Per quanto riguarda la domanda nord-italiana, questo nuovo studio va oltre alla presa in considerazione separata dell’azienda e del singolo cliente. Infatti, la regolarizzazione fiscale stimola il cliente privato, nel nostro caso lombardo ma non solo, a passare da un’ottica individuale delle esigenze a una prospettiva famigliare, dove il patrimonio ha una valenza che va oltre il suo carattere finanziario, coinvolgendo proprietà aziendali, investimenti immobiliari, beni di lusso e aspetti meno tangibili quali i rapporti parentali, con tutte le problematiche che ne scaturiscono: dalla conduzione delle prime (come il processo d’internazionalizzazione delle attività), alla gestione dei secondi (in un’ottica di vero weath management olistico), alla consulenza per i terzi (una su tutte la pianificazione del passaggio generazionale).
Conoscere il proprio cliente privato significa anche conoscere le sue proprietà di famiglia, in particolare aziendali, con le loro specificità commerciali, la governance e le modalità di finanziamento. In questo contesto, un tema strategico particolare e di estrema attualità è quello dell’ottimizzazione del passaggio generazionale; qui il servizio di consulenza patrimoniale raggiunge la sua massima espressione, non essendo unicamente un processo di trasmissione della ricchezza tra generazioni, ma anche difesa di posizioni giuridiche, interessi, situazioni delicate che investono ogni componente della famiglia e dove l’istituto del trust trova la sua validità.
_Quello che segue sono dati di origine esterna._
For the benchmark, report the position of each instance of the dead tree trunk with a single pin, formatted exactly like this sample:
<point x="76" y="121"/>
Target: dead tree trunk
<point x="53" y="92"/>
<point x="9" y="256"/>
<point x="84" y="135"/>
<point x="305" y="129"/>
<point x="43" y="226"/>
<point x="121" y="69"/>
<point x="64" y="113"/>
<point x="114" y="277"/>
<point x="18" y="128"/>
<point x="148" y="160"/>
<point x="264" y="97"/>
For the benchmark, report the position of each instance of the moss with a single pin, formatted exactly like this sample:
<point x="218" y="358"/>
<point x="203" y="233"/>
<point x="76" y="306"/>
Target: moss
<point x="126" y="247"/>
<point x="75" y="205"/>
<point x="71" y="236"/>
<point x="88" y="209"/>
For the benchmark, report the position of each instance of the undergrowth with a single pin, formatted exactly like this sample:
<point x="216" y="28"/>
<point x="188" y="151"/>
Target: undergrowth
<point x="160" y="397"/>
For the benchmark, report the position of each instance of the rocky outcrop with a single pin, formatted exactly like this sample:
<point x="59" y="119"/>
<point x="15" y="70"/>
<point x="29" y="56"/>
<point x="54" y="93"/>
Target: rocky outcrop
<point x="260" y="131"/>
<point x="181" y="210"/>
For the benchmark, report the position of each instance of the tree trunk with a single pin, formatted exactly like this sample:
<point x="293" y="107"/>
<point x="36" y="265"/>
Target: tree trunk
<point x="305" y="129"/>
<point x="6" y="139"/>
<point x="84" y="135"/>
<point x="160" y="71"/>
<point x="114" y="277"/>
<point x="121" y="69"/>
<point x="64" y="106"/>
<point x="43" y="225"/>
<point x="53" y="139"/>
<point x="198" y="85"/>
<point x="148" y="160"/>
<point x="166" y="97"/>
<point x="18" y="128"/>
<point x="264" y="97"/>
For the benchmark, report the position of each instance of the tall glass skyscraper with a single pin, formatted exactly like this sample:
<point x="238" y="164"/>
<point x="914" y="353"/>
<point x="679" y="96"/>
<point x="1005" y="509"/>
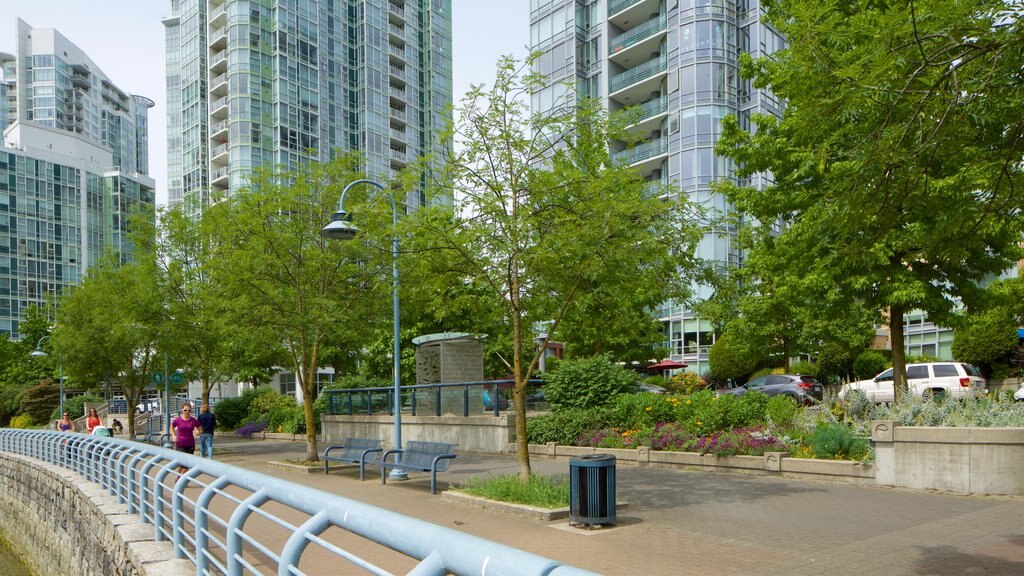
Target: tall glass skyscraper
<point x="255" y="83"/>
<point x="73" y="168"/>
<point x="678" y="62"/>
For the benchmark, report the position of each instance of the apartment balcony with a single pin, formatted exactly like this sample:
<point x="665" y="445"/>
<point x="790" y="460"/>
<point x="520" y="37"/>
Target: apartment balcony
<point x="397" y="33"/>
<point x="649" y="115"/>
<point x="634" y="86"/>
<point x="649" y="33"/>
<point x="398" y="158"/>
<point x="218" y="177"/>
<point x="218" y="16"/>
<point x="397" y="10"/>
<point x="218" y="85"/>
<point x="218" y="155"/>
<point x="641" y="153"/>
<point x="219" y="131"/>
<point x="218" y="109"/>
<point x="218" y="62"/>
<point x="626" y="13"/>
<point x="218" y="38"/>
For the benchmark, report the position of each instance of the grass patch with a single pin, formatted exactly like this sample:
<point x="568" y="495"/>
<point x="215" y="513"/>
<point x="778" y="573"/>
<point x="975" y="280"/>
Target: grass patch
<point x="541" y="491"/>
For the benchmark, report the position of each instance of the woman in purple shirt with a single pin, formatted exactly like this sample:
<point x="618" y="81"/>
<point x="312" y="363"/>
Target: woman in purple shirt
<point x="183" y="432"/>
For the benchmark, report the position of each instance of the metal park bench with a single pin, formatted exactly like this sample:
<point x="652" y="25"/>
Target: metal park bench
<point x="430" y="457"/>
<point x="354" y="451"/>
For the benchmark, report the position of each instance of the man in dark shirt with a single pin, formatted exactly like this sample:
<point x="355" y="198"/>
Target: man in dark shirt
<point x="208" y="423"/>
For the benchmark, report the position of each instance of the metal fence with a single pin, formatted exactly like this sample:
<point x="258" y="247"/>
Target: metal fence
<point x="227" y="520"/>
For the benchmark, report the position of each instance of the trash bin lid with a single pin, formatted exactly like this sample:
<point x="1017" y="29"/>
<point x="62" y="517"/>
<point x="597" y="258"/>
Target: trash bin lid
<point x="593" y="460"/>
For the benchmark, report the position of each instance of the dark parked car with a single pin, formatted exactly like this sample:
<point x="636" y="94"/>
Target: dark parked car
<point x="805" y="389"/>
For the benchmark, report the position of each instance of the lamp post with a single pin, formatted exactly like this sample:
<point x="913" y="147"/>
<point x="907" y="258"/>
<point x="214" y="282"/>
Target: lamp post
<point x="39" y="353"/>
<point x="341" y="228"/>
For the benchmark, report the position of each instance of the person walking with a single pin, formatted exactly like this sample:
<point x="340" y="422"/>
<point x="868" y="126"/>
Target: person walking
<point x="208" y="422"/>
<point x="92" y="421"/>
<point x="66" y="423"/>
<point x="183" y="433"/>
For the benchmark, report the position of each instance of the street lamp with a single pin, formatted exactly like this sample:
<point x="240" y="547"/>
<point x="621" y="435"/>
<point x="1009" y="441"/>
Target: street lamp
<point x="39" y="353"/>
<point x="341" y="228"/>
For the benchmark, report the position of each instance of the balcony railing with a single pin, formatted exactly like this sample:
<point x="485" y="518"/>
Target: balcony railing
<point x="642" y="152"/>
<point x="639" y="73"/>
<point x="638" y="34"/>
<point x="617" y="6"/>
<point x="651" y="108"/>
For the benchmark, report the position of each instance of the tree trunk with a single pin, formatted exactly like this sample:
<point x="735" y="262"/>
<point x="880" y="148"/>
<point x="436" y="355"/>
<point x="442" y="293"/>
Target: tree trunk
<point x="899" y="352"/>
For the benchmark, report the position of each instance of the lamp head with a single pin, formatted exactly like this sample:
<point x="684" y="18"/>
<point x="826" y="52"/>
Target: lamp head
<point x="340" y="227"/>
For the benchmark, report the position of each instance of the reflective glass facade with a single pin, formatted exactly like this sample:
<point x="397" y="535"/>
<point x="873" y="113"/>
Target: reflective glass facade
<point x="678" y="63"/>
<point x="275" y="83"/>
<point x="73" y="169"/>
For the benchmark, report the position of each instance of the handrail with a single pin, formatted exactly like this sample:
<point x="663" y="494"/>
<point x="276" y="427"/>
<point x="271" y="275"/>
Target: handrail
<point x="211" y="528"/>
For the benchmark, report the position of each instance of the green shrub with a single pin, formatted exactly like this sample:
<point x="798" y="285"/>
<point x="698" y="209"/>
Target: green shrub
<point x="589" y="382"/>
<point x="806" y="368"/>
<point x="869" y="363"/>
<point x="540" y="491"/>
<point x="41" y="400"/>
<point x="564" y="426"/>
<point x="780" y="410"/>
<point x="76" y="406"/>
<point x="686" y="382"/>
<point x="230" y="412"/>
<point x="837" y="442"/>
<point x="22" y="421"/>
<point x="636" y="410"/>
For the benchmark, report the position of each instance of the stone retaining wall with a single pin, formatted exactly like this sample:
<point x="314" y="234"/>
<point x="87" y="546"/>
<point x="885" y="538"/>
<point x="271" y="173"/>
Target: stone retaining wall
<point x="962" y="460"/>
<point x="64" y="525"/>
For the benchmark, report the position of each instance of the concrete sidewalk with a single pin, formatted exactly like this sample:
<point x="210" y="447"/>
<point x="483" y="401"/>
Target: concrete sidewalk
<point x="695" y="523"/>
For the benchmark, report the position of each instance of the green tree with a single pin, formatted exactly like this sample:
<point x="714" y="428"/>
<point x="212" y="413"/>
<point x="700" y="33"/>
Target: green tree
<point x="547" y="219"/>
<point x="113" y="324"/>
<point x="731" y="359"/>
<point x="292" y="286"/>
<point x="589" y="382"/>
<point x="196" y="326"/>
<point x="897" y="160"/>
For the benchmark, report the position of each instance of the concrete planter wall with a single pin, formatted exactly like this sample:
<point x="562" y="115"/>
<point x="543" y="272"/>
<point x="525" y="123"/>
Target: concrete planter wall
<point x="962" y="460"/>
<point x="771" y="463"/>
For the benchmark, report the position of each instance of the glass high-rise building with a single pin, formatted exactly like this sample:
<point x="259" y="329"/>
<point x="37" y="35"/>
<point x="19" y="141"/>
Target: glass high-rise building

Per definizione, l’interlocutore italiano della piazza ticinese ha un’ottica transfrontaliera, sia per i bisogni personali, come ad esempio l’investimento immobiliare, quale seconda casa (particolarmente richiesta in periodo pandemico) o come diversificazione dei propri investimenti, che per le necessità della propria azienda. Queste ultime, nonostante la loro limitata dimensione, oltre che di servizi accessori (fra l’altro liberamente proponibili a partire dal Ticino), per poter crescere, sono alla ricerca di mercati internazionali; e proprio perché piccole e famigliari, abbisognano di consulenza e soprattutto di servizi esterni da parte di istituti e professionisti che dispongono di una diffusa rete e, soprattutto, di una consolidata esperienza, anche finanziaria, internazionale. Finanziamento, passaggio generazionale, investimenti immobiliari, servizi accessori, internazionalizzazione sono tutti interessati dalla problematica tributaria, variabile complessa e in continuo mutamento, che in questo nuovo mondo finanziario fiscalmente regolarizzato richiede, non solo di essere conosciuta, ma anche, e soprattutto integrata nella gestione e nella consulenza. Ne risulta una gestione olistica del patrimonio che richiede un lavoro di architettura di competenze tecniche da applicare in modo integrato al patrimonio del cliente, né riscontrabili in un solo consulente, né, salvo delle eccezioni, in un solo istituto finanziario.
Specializzazioni regionali (finanziaria da una parte e produttiva dall’altra), dunque, per un vantaggio reciproco (per il Ticino e per il Nord Italia) in un contesto d’integrazione territoriale. Il tutto per rispondere con competenze articolate e integrate (il FAMILY BUSINESS) a necessità complesse e globali (della PMI ITALIANA).